OCZ Solid 2 SSD Claims to be Affordable Indilinx
And ultra-affordable SSD? We'll see.
When people take the plunge and upgrade to an SSD, a good bet is to go with one that has an Indilinx controller – at least if you care at all about speed.
The problem, as with all SSDs, is price. OCZ thinks that it might have an affordable solution for those of you coveting an SSD with an Indilinx controller.
OCZ has unveiled the Solid 2 SATA II 2.5-inch SSD Series, which the company is pushing as "the ultra-affordable MLC based solid state storage solution for mainstream consumers looking to take advantage of flash based storage technology."
"While solid state drives offer exceptional performance, the high cost of ownership has been a barrier for many consumers," commented Eugene Chang, Vice President of Product Development at the OCZ technology Group. "It has always been our goal to make quality SSD drives affordable to the complete range of customers.
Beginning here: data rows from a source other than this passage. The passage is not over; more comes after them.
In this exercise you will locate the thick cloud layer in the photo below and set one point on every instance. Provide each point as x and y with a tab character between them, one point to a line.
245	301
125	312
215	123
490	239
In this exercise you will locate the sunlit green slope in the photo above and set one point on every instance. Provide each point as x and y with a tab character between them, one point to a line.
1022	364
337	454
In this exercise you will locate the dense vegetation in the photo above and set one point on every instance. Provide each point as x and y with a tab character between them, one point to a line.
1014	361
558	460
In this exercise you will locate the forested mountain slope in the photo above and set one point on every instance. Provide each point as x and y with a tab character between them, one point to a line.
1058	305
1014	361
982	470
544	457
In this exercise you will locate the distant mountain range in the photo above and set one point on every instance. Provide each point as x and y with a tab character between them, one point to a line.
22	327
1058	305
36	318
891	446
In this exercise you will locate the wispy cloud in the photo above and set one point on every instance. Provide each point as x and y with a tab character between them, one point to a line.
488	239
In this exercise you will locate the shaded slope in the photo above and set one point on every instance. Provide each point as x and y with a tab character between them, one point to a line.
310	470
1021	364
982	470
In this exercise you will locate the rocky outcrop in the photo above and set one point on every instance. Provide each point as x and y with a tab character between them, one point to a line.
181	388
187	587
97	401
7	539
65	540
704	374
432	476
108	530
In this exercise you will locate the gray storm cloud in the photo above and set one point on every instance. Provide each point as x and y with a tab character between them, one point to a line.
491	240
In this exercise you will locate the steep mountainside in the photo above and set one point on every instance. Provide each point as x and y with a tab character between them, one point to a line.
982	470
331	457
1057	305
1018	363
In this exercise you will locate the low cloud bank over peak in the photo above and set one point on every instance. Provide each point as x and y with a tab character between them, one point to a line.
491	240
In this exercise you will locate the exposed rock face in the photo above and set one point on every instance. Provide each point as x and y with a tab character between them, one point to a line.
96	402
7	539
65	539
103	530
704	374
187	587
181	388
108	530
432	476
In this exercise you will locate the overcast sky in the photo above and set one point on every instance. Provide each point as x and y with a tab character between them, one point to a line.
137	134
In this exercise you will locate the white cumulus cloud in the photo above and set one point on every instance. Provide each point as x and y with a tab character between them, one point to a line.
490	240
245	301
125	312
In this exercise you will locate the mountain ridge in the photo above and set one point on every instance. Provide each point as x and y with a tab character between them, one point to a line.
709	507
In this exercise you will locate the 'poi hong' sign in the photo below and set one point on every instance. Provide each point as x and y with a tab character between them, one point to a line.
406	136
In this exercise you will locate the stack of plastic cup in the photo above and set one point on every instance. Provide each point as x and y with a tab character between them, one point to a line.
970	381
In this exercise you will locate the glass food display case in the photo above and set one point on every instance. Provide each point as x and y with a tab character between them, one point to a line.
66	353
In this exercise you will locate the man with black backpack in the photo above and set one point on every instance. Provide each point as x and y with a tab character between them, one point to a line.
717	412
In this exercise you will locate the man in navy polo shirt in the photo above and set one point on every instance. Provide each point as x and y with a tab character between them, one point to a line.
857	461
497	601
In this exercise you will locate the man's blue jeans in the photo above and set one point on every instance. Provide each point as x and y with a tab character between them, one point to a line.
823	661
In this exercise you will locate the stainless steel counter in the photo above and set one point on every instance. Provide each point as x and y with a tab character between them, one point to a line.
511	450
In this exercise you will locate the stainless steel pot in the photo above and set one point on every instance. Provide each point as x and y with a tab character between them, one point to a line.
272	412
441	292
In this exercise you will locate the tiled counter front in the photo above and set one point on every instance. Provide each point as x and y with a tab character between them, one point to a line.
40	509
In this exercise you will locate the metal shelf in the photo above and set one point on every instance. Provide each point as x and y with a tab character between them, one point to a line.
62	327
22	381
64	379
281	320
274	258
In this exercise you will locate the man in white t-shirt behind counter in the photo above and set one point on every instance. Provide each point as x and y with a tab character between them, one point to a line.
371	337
By making use of the proven Indilinx controller coupled new flash technology, OCZ is excited to introduce the Solid 2 that delivers increased reliability and performance over competing traditional and solid state solutions at a price point that is truly within reach of mainstream consumers."
OCZ said that its Solid 2 SSDs feature up to 125 MB/s read and 100 MB/s write speeds and 64MB of onboard cache. The press release also mentions "unique performance optimization to keep the drives at peak performance," which we're assuming to be the "background garbage collection" firmware that we saw just recently.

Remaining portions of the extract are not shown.